Il governo Meloni, in linea con quelli che l’hanno preceduto, interpreta in questo scenario un ruolo di primo piano aumentando la spesa bellica le cui risorse vengono ricavate per sottrazione, a volte quasi matematica, dalla spesa sociale, dai salari e dall’occupazione.
Tale è stato il caso dell’abolizione del reddito di cittadinanza, fortemente voluto da questo governo, che certamente rappresenterà nei prossimi mesi un’ ulteriore elemento di depressione della capacità di sussistenza di moltissime donne disoccupate e inoccupate in particolare nel sud Italia.
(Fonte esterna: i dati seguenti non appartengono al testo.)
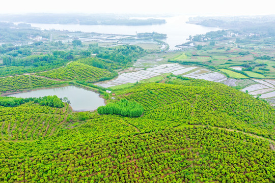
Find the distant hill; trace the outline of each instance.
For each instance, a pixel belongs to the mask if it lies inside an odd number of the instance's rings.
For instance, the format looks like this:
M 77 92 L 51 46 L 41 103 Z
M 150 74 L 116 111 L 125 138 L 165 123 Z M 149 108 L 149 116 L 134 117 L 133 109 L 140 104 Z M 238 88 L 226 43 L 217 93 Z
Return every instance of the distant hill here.
M 75 14 L 32 13 L 1 15 L 0 21 L 33 23 L 58 23 L 82 25 L 146 25 L 166 23 L 164 19 L 129 19 L 115 14 L 80 15 Z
Le intenzioni di questo esecutivo mirano, a tutto tondo, a rafforzare l’oppressione su base di classe e su base di genere, con strumenti che vanno dall’inasprimento dei meccanismi repressivi contro le lotte sociali, sindacali e politiche, all’utilizzo scandaloso e lesivo dei più basilari diritti umani di regimi carcerari come il 41-bis, alla pesante e capillare pressione ideologica per relegare le donne ad allevare le future braccia da sfruttare, anche sostenendo l’opprimente e legalizzata obiezione di coscienza di più figure degli ospedali pubblici che impedisce alle donne in più regioni italiane di accedere all’aborto medicalmente assistito, come la legge 194 prevedrebbe.
La propaganda attuata attraverso tutti i canali di informazione è tesa sistematicamente a sopprimere il valore delle rivendicazioni e delle lotte femministe svuotando le stesse del loro significato politico, ovunque tali lotte prendano piede, sia che vengano rivendicati diritti sociali come l’aborto (anche in paesi fortemente capitalistici come l’America), sia che vengano reclamati diritti civili e sociali in paesi non occidentali come l’Iran, dove la giusta ribellione a forme criminali di oppressione patriarcale prosegue nel silenzio dei media, dopo esser stata strumentalizzata e piegata a costruire il consenso verso un intervento per rendere più solida la presa imperialista, in nome della difesa delle donne e della civilizzazione dei popoli che si intende dominare.
L’impegno bellico prosegue ciò che la pandemia ha iniziato nei termini di riduzione dell’occupazione e nella sottrazione di risorse a sanità e servizi, costi sociali che graveranno come macigni sull’intera classe lavoratrice in Italia, che risulta essere la più impoverita fra i paesi Ocse con un occupato/a su quattro a rischio di povertà e uno/a su dieci a rischio di povertà assoluta; nell’esplorazione di nuove forme di sfruttamento e precarizzazione del lavoro salariato, che privano primariamente le donne dell’autonomia economica e di ogni possibile autodeterminazione sociale.
La disparità salariale che attanaglia le lavoratrici in questo paese fonda sempre più indissolubilmente sull’uso di strumenti che intensificano con l’andare del tempo la loro invadenza: un ampio impiego in ruoli di bassa qualifica, la maternità come discriminante per il demansionamento o per imporre contratti part-time, la costrizione alle dimissioni per le difficoltà di conciliare tempi del lavoro salariato e tempi del lavoro familiare.
L’8 marzo dunque va ben oltre la specificità di “genere”: gli attacchi alle donne sono parte integrante e inscindibile della più generale offensiva capitalistica contro i lavoratori e l’intera classe sfruttata, ancor di più oggi, sotto il pesante attacco della guerra.
Tutto ciò premesso il SI Cobas proclama lo sciopero per 24 ore su tutte le categorie nella giornata di mercoledì 8 marzo in tutte le categorie non coperte dalla lege 146/90.
Per quanto riguarda tutti i settori interessati dalla disciplina prevista dalla medesima legge, la O.S. aderisce allo sciopero generale già proclamato da Adl Cobas in data 22/02/2023.